RAG quality improvements: Contextual Retrieval
Traditional chunking loses context—a chunk like "revenue grew 3%" without company or quarter is hard to retrieve. Anthropic's Contextual Retrieval adds chunk-specific context before embedding:
- Contextual Embeddings alone: 35% reduction in top-20 retrieval failures
- With Contextual BM25: 49% reduction
- With reranking: 67% reduction
Implementation: Anthropic cookbook. Voyage and Cohere rerankers work well with it.
Hybrid patterns
| Pattern | Use case |
| --- | --- |
| RAG + fine-tuned generator | RAG retrieves facts; fine-tuned model generates in brand voice. Customer support with citations + consistent tone. |
| Router + specialists | Router classifies: general → base LLM, creative/style → fine-tuned, factual → RAG. Mixed query types, single entry point. |
| Fine-tuned embeddings + RAG | Fine-tune embedding model on domain; standard LLM for generation.
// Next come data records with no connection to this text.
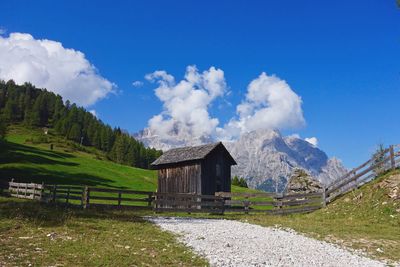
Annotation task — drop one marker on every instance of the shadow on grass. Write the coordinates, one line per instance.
(16, 153)
(48, 215)
(42, 175)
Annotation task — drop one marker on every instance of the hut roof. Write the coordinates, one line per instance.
(183, 154)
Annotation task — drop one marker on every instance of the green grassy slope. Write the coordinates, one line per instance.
(35, 234)
(366, 218)
(27, 157)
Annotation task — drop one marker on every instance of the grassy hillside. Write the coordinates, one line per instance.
(367, 219)
(35, 234)
(27, 157)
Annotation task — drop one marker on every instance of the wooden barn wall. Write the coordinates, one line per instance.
(209, 172)
(180, 179)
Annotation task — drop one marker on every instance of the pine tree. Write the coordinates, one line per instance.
(2, 129)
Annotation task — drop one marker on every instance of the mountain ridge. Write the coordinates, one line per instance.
(265, 158)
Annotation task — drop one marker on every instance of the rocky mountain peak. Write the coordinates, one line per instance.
(265, 158)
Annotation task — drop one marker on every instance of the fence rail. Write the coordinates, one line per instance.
(221, 202)
(272, 203)
(385, 160)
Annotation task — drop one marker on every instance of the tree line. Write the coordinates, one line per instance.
(40, 108)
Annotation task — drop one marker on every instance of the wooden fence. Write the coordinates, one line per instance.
(86, 197)
(388, 159)
(272, 203)
(167, 202)
(221, 202)
(26, 190)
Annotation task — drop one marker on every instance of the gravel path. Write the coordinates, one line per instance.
(233, 243)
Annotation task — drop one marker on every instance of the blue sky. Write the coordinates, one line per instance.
(340, 57)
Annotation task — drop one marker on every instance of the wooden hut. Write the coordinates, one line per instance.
(201, 170)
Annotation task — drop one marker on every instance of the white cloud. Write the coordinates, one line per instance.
(137, 84)
(270, 103)
(312, 140)
(185, 103)
(48, 64)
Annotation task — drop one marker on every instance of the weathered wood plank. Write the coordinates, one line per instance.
(123, 191)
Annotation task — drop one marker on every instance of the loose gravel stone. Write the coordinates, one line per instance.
(233, 243)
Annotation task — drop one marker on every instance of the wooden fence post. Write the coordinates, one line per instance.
(119, 198)
(392, 161)
(54, 193)
(67, 198)
(41, 192)
(150, 199)
(86, 194)
(246, 205)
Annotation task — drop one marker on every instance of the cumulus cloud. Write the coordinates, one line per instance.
(270, 103)
(137, 84)
(47, 64)
(312, 140)
(185, 103)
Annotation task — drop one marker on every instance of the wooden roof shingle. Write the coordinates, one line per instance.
(183, 154)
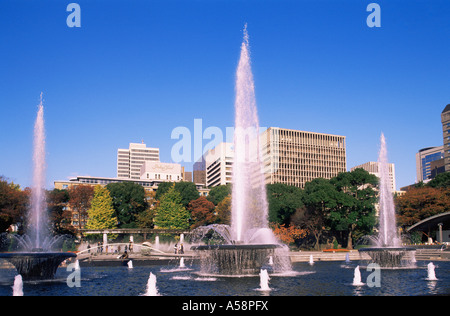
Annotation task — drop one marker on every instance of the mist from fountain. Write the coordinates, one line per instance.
(431, 272)
(152, 290)
(357, 277)
(264, 281)
(388, 251)
(249, 207)
(36, 259)
(247, 245)
(18, 286)
(37, 217)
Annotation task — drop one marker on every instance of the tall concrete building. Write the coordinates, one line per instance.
(372, 167)
(445, 119)
(296, 157)
(161, 171)
(219, 163)
(424, 162)
(130, 161)
(199, 171)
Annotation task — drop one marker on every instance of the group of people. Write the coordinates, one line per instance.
(111, 248)
(178, 249)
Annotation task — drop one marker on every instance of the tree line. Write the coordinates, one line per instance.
(335, 211)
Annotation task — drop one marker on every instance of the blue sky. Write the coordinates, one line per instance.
(138, 69)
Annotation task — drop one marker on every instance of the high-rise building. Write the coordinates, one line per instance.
(372, 167)
(424, 159)
(445, 119)
(161, 171)
(199, 171)
(296, 157)
(130, 161)
(219, 163)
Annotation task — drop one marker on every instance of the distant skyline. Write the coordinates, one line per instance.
(137, 70)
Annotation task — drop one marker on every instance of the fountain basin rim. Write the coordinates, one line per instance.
(236, 247)
(7, 255)
(386, 249)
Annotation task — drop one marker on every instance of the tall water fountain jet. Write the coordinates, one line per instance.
(36, 261)
(249, 206)
(251, 242)
(387, 252)
(38, 204)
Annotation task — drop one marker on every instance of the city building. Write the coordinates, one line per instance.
(130, 161)
(187, 176)
(424, 159)
(295, 157)
(219, 163)
(199, 171)
(445, 119)
(372, 168)
(161, 171)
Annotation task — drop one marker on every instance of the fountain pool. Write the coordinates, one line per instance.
(324, 278)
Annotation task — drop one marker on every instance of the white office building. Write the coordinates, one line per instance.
(161, 171)
(130, 161)
(372, 168)
(219, 165)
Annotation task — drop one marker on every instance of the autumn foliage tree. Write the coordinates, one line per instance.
(288, 235)
(101, 212)
(80, 198)
(13, 204)
(202, 212)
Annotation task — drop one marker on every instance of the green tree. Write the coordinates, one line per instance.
(59, 215)
(80, 198)
(13, 204)
(319, 199)
(223, 210)
(171, 214)
(442, 180)
(187, 190)
(101, 214)
(129, 200)
(283, 201)
(354, 212)
(202, 212)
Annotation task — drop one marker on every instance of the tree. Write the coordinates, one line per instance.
(283, 201)
(218, 193)
(101, 213)
(354, 212)
(187, 190)
(223, 210)
(13, 204)
(129, 200)
(442, 180)
(145, 219)
(80, 197)
(59, 214)
(202, 212)
(289, 234)
(171, 214)
(319, 199)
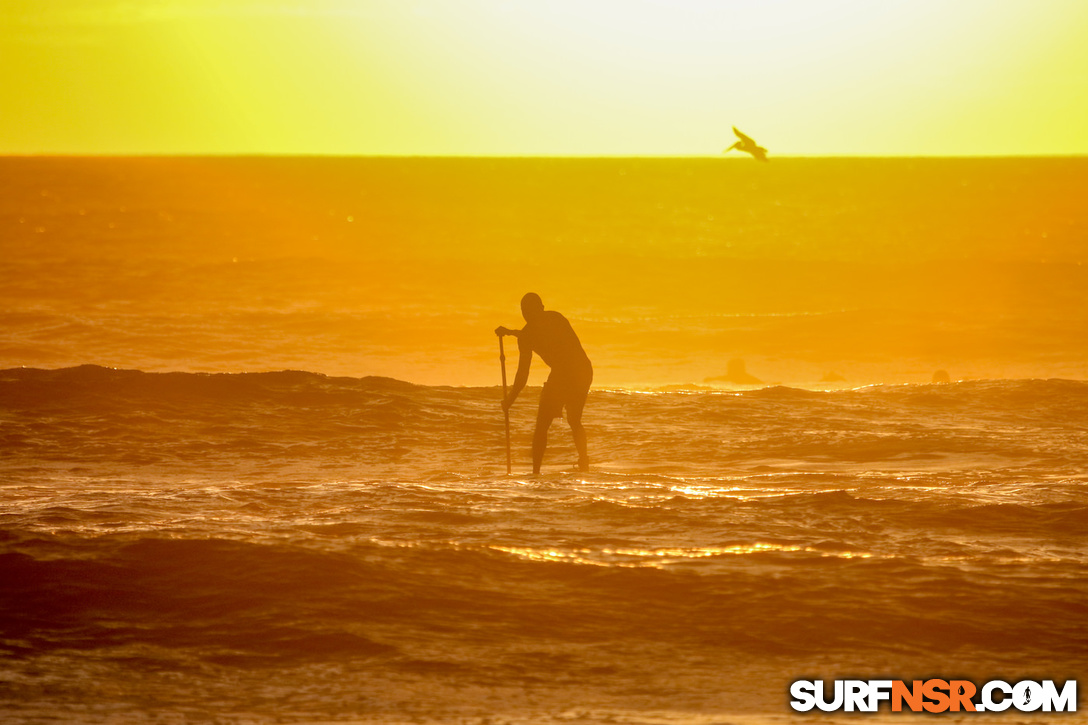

Legal, medical, or other domain-specific retrieval. |
Decision worksheet
- Data volatility: Does your knowledge change weekly or daily? → RAG
- Behavior vs knowledge: Do you need new skills/behavior, or access to documents? → Fine-tuning for behavior, RAG for knowledge
- Corpus size: Under 200K tokens? → Try full-context + caching first
- Budget and timeline: Tight budget, need production in < 6 weeks? → RAG
- Query volume: 100K+ requests/month with stable prompts? → Fine-tuning may pay off
Cost comparison snapshot
| Factor | RAG | Fine-tuning |
| --- | --- | --- |
| Initial setup | 2–6 weeks | 4–8 weeks |
| RAG infra | $350–$2,850/mo (managed) | — |
| Fine-tuning first run | — | $2,400–$18,000 (example: 1M tokens × 2 epochs × GPT-4.1-mini) |
| Monthly maintenance | Re-embed changed docs (minutes–hours) | Data pipelines + retrains (hours–days) |
| Inference cost | Higher (retrieval context per request) | Lower (no retrieval overhead) |
Figures are approximate; validate against your workload. Source: PE Collective.